The variance in the reported prevalence of CMV and EBV could be due to a number of factors. First, EBV and CMV seroprevalence is unevenly distributed among geographic regions [42, 43]. Second, differences in the samples studied and in the methodological approaches could play a role. Another explanation is tumor heterogeneity and the potential uneven distribution of infected cells. Arbach et al. demonstrated by PCR analysis that biopsies from the same malignant breast tumor could be EBV DNA positive as well as negative due to clustering of EBV-infected tumor cells [36].

Thirdly, most of the previous studies did not account for the number of patients who received neoadjuvant chemotherapy prior to specimen sampling. Chemotherapy could potentially increase the number of positive results due to reactivation of latent viral infection [41, 44]. In the present study, patients who received NACT were excluded, which could result in the lower prevalence.

Although our findings in this study were statistically significant, the EBV DNA prevalence was only 5% and only three samples were confirmed by ISH. This is considerably lower than the reported 80–100% prevalence of EBV in nasopharyngeal carcinoma tissue [45]. For other potential EBV-related cancers, prevalence ranges from 6 to 95%, with a higher incidence in Asian countries and among males [45]. The low EBV DNA prevalence in our study prompts caution in the interpretation of results. However, a low prevalence does not exclude the notion of viral initiation or promotion of tumorigenesis and then subsequent clearance from the host, also described as the “hit and run” hypothesis [46].

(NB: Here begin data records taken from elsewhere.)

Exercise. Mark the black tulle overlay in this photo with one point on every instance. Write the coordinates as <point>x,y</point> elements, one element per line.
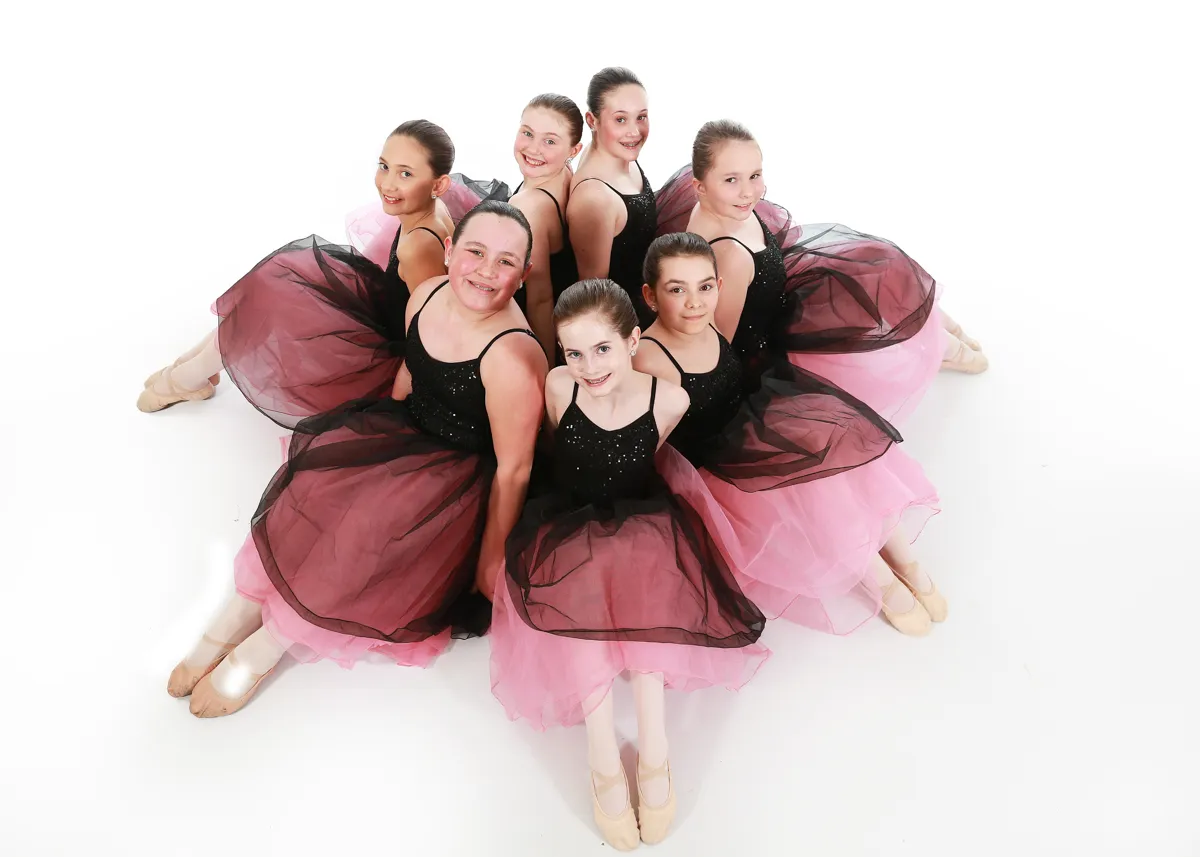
<point>847,291</point>
<point>372,526</point>
<point>312,325</point>
<point>613,573</point>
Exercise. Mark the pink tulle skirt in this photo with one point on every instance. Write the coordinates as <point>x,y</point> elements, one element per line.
<point>551,679</point>
<point>803,552</point>
<point>307,642</point>
<point>892,381</point>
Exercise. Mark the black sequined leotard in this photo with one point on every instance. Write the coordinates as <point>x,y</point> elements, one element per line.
<point>597,466</point>
<point>448,399</point>
<point>715,397</point>
<point>765,298</point>
<point>630,244</point>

Moreover, inflammation is a common trait in some of the factors suspected of predisposing to EOC, including endometriosis, ovulation, and PID. Several studies demonstrate the important role of inflammatory mediators, such as interleukins and TNF alpha to the EOC microenvironment [47,48,49]. It is also plausible that more direct tumor-promoting actions could be imposed by specific infectious agents. A range of viral oncogenes can incapacitate key host proteins, enabling immune evasion, inhibition of apoptosis, and uncontrollable cell division [50, 51]. However, bacteria involved in PID can display similar effects, as studies have demonstrated that Chlamydia trachomatis can downregulate the DNA damage response and cause degradation of P53 [52, 53]. Furthermore, a recent study found that Chlamydia trachomatis was associated with increased EOC risk [38]. Finally, some of the factors that reduce EOC risk, including tubal ligation and hysterectomy, abrupt the passage to the pelvic cavity. Thus, they could impede microbiological invasion to the internal genitals and the suspected site of the precursor STIC lesions in the tubal fimbria. In this study, all EBV-positive samples were from serous EOC subtypes. This could be coincidental, but it could also indicate that a potential association between EOC and EBV infection is subtype specific.

Conclusion

A significantly higher prevalence of EBV DNA was detected in EOC samples than in tissue samples from a benign control group. EBV infection is a contributing factor in other epithelial cancers, but more research is needed to uncover the potential relation to EOC.